4tlas
Smash Lord
- Joined
- Sep 30, 2014
- Messages
- 1,298
In stages first, winner can swap characters after the stage. We agree this is too powerful.
In character first, winner can ban with full knowledge of character but not of stage preference. We agree there are no "problems" with this.
In the pooled system I suggested, winner can ban with very good knowledge of stage preference and therefore marginal knowledge of character preference. The point is to get both players to exhaust their power in stages. By creating a half-commit (the pool) from one player, we can afford to give them the "last pick". Someone has to have the last pick, and that person has the power.
You keep saying pool info is not as concrete as the character commitment the counterpicked has to make, but that's the whole point. Its some info to let them make a decision, so better than stage first where they have none.
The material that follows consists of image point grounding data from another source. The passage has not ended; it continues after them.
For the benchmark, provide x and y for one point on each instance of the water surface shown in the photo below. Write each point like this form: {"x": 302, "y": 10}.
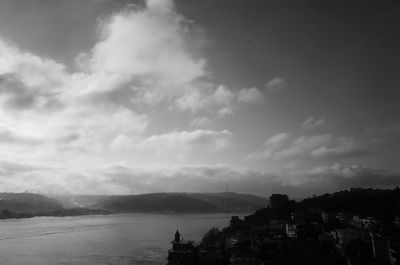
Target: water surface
{"x": 95, "y": 240}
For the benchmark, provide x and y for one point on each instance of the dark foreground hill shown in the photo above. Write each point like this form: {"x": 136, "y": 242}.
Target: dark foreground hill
{"x": 182, "y": 203}
{"x": 28, "y": 203}
{"x": 370, "y": 202}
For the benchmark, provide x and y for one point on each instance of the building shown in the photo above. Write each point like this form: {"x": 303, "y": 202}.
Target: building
{"x": 277, "y": 226}
{"x": 183, "y": 252}
{"x": 345, "y": 235}
{"x": 328, "y": 217}
{"x": 279, "y": 202}
{"x": 235, "y": 222}
{"x": 291, "y": 230}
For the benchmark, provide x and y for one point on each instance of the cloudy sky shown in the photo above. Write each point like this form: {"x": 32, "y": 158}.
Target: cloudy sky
{"x": 109, "y": 97}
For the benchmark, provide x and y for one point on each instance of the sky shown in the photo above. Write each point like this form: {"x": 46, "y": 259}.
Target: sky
{"x": 120, "y": 97}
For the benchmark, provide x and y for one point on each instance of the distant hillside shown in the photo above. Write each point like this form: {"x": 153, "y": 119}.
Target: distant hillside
{"x": 373, "y": 202}
{"x": 182, "y": 203}
{"x": 28, "y": 203}
{"x": 73, "y": 201}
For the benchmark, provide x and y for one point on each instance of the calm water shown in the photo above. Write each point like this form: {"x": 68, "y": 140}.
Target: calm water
{"x": 94, "y": 240}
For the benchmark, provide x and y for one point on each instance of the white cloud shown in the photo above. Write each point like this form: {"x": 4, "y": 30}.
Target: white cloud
{"x": 312, "y": 123}
{"x": 184, "y": 141}
{"x": 149, "y": 42}
{"x": 276, "y": 84}
{"x": 200, "y": 122}
{"x": 324, "y": 146}
{"x": 250, "y": 95}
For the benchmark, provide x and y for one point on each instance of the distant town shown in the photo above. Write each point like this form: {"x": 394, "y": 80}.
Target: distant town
{"x": 352, "y": 227}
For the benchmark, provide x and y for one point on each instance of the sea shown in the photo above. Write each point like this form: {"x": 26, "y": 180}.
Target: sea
{"x": 117, "y": 239}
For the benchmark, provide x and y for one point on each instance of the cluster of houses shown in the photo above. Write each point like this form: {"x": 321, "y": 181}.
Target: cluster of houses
{"x": 280, "y": 234}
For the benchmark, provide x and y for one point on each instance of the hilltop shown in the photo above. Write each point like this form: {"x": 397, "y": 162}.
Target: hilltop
{"x": 182, "y": 203}
{"x": 28, "y": 203}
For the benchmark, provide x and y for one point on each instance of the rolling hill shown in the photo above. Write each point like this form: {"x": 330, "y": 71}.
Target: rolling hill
{"x": 182, "y": 203}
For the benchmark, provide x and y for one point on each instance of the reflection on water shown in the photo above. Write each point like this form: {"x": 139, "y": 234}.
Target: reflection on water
{"x": 113, "y": 239}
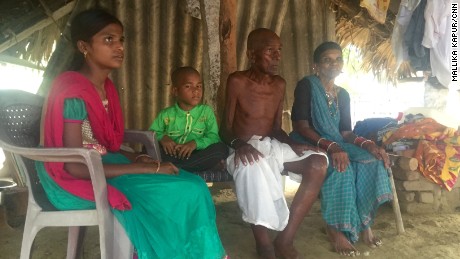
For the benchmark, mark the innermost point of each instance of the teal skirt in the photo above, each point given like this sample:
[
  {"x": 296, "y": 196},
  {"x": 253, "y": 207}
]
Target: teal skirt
[{"x": 172, "y": 216}]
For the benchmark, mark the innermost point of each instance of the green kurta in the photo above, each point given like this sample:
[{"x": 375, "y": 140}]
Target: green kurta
[{"x": 172, "y": 216}]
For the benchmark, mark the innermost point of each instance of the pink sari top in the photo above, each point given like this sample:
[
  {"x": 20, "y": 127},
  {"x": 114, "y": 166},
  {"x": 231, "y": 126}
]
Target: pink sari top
[{"x": 107, "y": 126}]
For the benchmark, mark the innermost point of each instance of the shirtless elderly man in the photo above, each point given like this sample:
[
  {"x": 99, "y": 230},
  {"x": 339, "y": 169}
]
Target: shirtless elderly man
[{"x": 261, "y": 150}]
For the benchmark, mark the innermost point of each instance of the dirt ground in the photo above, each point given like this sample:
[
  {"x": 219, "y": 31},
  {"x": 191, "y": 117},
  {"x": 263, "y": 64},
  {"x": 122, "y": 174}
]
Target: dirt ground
[{"x": 427, "y": 236}]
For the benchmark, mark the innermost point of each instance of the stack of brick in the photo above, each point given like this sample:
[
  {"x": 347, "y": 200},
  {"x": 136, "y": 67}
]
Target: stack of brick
[{"x": 418, "y": 195}]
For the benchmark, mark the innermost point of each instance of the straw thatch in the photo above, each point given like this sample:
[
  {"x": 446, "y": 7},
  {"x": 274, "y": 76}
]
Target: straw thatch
[
  {"x": 30, "y": 28},
  {"x": 31, "y": 37}
]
The pool commits the counterpicker to a few options beforehand, so they don't have the whole stagelist to choose from. The counterpicked can force the stage to be within certain parameters but does not know the actual stage, and thus cannot pick a character to perfection but can pick something that doesnt get destroyed if they have it. The counterpicker does know what character his opponent is playing but is stuck with few options for stages (that he chose beforehand), and gets to counterpick character and (somewhat) stage.
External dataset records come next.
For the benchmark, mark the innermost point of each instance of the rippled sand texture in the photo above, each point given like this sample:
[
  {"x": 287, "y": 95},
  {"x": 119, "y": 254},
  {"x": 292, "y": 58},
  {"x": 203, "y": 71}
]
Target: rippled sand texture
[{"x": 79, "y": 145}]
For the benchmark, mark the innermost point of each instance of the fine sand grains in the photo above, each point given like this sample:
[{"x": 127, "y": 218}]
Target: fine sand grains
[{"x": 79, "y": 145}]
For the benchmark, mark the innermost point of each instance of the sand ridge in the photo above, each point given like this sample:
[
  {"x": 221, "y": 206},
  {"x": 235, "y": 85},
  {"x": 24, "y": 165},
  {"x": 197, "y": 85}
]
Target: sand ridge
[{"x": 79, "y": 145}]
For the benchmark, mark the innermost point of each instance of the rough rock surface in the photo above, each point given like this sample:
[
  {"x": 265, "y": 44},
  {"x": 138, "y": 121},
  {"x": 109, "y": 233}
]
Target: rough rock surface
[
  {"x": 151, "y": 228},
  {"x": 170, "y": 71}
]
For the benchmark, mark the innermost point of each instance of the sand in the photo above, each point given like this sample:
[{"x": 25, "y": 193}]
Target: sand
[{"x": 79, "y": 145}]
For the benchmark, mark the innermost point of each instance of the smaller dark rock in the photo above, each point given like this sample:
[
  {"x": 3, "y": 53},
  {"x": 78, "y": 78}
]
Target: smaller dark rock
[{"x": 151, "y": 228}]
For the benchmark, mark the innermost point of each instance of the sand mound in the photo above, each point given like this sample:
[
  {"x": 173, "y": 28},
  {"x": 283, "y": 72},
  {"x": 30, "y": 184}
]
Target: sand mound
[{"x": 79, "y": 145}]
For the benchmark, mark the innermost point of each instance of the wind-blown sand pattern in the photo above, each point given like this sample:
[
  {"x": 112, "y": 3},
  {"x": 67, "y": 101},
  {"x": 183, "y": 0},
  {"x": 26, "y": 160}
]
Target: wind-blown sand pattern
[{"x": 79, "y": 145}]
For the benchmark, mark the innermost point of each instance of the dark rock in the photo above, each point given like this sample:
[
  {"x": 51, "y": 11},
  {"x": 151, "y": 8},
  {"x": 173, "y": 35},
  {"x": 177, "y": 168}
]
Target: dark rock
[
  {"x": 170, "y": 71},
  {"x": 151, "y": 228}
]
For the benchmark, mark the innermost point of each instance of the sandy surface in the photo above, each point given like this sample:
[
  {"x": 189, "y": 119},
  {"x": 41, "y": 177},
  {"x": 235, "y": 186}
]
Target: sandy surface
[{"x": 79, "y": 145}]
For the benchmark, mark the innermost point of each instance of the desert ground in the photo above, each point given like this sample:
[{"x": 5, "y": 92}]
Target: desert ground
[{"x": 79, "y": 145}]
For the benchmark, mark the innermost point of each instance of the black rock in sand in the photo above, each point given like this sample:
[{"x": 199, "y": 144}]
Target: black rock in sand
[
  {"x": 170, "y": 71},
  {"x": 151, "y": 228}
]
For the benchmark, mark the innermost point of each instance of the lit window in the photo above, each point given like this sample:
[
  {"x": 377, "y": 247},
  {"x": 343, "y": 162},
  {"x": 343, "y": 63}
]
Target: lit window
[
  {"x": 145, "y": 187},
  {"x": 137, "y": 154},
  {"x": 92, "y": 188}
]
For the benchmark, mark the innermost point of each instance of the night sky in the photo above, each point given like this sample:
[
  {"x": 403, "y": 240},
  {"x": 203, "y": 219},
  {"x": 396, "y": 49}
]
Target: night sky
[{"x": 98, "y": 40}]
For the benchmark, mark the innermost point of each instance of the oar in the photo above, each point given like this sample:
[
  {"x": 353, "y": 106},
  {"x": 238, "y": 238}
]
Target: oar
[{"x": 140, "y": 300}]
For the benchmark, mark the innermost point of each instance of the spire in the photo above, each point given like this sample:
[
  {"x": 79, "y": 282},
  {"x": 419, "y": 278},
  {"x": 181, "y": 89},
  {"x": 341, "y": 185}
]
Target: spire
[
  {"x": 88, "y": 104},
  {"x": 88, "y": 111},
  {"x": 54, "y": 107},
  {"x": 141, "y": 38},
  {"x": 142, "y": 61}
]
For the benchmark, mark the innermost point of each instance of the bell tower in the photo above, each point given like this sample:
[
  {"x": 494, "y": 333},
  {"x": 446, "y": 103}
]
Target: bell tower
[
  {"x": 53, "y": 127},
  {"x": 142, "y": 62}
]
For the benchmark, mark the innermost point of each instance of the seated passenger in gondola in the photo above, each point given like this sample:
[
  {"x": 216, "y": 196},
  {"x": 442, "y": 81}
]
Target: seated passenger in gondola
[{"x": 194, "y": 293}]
In character first, winner can ban with full knowledge of character but not of stage preference. We agree there are no "problems" with this.
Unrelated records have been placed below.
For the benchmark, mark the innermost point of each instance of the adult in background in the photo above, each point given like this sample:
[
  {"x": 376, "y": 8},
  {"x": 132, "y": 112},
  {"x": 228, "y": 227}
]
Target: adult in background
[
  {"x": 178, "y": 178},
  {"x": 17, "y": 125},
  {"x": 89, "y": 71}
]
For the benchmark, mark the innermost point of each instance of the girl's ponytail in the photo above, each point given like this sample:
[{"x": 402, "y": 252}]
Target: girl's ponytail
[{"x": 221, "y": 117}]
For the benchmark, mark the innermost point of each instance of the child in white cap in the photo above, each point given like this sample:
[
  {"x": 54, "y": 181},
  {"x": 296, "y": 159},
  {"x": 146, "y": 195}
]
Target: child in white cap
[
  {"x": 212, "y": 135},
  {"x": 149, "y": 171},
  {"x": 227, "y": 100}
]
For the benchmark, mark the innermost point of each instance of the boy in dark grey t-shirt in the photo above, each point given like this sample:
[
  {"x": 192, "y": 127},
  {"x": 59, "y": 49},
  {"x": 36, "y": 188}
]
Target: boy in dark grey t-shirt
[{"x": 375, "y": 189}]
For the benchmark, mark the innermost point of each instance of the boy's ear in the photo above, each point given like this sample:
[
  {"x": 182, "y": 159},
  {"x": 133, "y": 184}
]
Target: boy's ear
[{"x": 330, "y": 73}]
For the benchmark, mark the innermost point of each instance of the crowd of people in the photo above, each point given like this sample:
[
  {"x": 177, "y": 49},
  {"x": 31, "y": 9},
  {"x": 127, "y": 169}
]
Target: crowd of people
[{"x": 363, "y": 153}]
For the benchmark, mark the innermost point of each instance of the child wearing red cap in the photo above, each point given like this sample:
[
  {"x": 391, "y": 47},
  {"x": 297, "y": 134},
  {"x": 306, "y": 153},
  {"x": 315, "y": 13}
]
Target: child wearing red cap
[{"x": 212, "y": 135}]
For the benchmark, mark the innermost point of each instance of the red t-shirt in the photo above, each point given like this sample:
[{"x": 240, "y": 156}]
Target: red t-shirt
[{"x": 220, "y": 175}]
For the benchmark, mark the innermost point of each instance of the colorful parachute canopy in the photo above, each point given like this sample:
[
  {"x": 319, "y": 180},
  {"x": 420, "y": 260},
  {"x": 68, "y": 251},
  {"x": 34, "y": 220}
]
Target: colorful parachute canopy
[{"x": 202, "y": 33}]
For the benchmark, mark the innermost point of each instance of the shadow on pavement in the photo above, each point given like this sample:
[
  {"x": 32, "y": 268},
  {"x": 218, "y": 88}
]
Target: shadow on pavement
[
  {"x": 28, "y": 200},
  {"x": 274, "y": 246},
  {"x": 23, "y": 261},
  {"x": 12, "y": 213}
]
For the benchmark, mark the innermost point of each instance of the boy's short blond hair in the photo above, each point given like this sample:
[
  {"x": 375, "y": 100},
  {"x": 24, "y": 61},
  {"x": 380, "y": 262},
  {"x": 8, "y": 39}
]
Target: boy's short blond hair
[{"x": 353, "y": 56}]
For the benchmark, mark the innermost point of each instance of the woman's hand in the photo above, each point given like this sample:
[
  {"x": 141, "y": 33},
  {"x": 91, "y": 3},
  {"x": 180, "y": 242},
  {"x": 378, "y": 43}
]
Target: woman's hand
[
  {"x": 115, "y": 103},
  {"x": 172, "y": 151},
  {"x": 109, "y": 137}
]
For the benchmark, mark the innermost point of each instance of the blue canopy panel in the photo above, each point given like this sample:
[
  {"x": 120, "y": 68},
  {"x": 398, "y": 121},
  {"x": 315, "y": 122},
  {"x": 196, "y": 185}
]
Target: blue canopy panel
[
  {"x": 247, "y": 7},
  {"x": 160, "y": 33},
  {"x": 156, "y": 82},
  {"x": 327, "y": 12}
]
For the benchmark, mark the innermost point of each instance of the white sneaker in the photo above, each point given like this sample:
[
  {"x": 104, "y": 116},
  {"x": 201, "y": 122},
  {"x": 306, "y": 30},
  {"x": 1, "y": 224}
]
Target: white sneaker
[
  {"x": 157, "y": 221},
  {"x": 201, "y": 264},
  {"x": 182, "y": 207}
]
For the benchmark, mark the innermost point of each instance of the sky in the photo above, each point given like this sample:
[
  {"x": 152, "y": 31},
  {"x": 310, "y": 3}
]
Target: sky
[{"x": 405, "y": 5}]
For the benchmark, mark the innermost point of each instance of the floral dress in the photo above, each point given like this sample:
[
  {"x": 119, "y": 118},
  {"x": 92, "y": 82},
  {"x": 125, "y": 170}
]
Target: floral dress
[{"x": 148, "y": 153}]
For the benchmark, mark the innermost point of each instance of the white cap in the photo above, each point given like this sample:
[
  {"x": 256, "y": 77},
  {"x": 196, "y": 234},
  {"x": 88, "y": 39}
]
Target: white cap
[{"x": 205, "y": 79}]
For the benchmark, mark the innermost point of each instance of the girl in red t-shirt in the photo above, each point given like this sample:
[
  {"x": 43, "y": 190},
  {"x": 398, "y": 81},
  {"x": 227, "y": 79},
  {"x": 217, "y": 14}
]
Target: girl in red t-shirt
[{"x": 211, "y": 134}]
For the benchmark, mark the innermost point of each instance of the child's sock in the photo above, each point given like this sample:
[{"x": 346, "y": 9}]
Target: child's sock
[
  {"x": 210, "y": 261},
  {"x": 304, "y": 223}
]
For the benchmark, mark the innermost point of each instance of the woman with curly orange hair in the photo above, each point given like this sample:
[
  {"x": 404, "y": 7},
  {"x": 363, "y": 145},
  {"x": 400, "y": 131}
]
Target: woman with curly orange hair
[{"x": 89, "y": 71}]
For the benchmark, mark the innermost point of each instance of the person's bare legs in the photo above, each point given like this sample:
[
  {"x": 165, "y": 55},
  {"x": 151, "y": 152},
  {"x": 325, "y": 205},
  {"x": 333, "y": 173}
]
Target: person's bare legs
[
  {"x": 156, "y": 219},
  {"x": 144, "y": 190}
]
In the pooled system I suggested, winner can ban with very good knowledge of stage preference and therefore marginal knowledge of character preference. The point is to get both players to exhaust their power in stages. By creating a half-commit (the pool) from one player, we can afford to give them the "last pick". Someone has to have the last pick, and that person has the power.
You keep saying pool info is not as concrete as the character commitment the counterpicked has to make, but that's the whole point. Its some info to let them make a decision, so better than stage first where they have none. The pool commits the counterpicker to a few options beforehand, so they don't have the whole stagelist to choose from. The counterpicked can force the stage to be within certain parameters but does not know the actual stage, and thus cannot pick a character to perfection but can pick something that doesnt get destroyed if they have it. The counterpicker does know what character his opponent is playing but is stuck with few options for stages (that he chose beforehand), and gets to counterpick character and (somewhat) stage.
As I explained in the original post to start this debate, people LIKE negating stage with a character swap. This is an attempt to find a system that doesn't lead to abuse but allows such an ability. So no, there is no "problem" with Character First, except that people want their secondaries incentivized with regards to stages and not just matchups. I don't think its necessary, but I enjoy the theorycrafting and I know a lot of other people like it.I don't see any reasonable explanation where pooled picks (assuming the format where Winner has to go first and exhaust ban + char pick) functions better or healthier than characters first. The question I guess should be asked, is what unfavorable situation happens in characters first, that is properly addressed by doing pooled picks in that manner?